In [None]:
import io
import time
from datetime import timedelta
import gensim

if __name__ == '__main__':
    start_time = time.time()
    print('Streaming wiki...')
    id_wiki = gensim.corpora.WikiCorpus(
        './datasets/idwiki-latest-pages-articles.xml.bz2',
        dictionary={}, lower=True
    )
    
    article_count = 0
    with io.open('./datasets/idwiki_new_lower.txt', 'w', encoding='utf-8') as wiki_txt:
        for text in id_wiki.get_texts():

            wiki_txt.write(" ".join(text) + '\n')
            article_count += 1

            if article_count % 10000 == 0:
                print('{} articles processed'.format(article_count))
        print('total: {} articles'.format(article_count))
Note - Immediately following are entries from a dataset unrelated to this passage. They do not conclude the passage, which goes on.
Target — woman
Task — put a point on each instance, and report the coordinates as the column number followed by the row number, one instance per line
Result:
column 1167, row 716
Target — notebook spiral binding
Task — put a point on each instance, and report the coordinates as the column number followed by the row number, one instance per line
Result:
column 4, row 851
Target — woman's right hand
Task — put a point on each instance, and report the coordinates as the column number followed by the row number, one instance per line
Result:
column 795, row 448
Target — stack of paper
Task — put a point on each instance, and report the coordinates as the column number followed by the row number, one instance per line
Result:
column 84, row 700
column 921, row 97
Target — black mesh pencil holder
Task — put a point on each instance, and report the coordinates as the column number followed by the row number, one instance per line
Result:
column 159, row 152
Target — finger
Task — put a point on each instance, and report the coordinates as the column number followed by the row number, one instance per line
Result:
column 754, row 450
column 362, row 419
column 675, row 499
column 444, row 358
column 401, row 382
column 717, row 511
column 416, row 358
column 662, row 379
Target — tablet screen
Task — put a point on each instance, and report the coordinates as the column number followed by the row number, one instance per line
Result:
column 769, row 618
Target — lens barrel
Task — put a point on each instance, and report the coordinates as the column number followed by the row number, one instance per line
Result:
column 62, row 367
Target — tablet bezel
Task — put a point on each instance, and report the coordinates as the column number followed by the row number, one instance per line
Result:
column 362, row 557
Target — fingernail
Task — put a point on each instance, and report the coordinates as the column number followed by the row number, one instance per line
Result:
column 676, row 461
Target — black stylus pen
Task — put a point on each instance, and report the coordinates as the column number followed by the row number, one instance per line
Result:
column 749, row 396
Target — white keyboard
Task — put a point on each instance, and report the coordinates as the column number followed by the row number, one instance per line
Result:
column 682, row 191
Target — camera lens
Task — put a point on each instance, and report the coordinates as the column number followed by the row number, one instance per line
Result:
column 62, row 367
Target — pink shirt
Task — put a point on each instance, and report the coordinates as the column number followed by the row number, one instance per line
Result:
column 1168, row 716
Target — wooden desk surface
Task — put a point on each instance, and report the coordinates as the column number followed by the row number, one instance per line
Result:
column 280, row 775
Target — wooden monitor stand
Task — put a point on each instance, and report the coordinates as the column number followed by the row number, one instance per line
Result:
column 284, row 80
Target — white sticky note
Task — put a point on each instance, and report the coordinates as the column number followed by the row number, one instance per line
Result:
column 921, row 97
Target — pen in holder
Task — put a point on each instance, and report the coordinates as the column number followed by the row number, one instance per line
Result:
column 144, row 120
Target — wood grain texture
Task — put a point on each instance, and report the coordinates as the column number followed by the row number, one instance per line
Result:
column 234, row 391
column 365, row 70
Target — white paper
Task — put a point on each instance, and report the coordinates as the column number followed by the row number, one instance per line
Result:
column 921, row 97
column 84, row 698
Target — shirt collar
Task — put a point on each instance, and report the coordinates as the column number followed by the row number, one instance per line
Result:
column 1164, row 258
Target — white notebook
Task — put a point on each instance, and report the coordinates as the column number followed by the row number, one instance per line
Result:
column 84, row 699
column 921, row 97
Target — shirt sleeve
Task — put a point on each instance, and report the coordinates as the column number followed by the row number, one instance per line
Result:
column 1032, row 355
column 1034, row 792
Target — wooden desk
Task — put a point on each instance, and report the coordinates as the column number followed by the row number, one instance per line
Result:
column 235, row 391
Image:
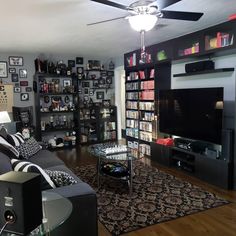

    finish_time = time.time()
    print('Elapsed time: {}'.format(timedelta(seconds=finish_time-start_time)))

### Training Word2Vec

In [1]:
import time
import multiprocessing
from datetime import timedelta
from gensim.models import word2vec

if __name__ == '__main__':
    start_time = time.time()
    print('Training Word2Vec Model...')
    sentences = word2vec.LineSentence('./datasets/idwiki_new_lower.txt')
    id_w2v = word2vec.Word2Vec(sentences, vector_size=200, workers=multiprocessing.cpu_count()-1, sg=1, window=5)
    id_w2v.save('model/windows_5/idwiki_word2vec_200_skip-gram_window_5_new_lower.model')
    finish_time = time.time()

    print('Finished. Elapsed time: {}'.format(timedelta(seconds=finish_time-start_time)))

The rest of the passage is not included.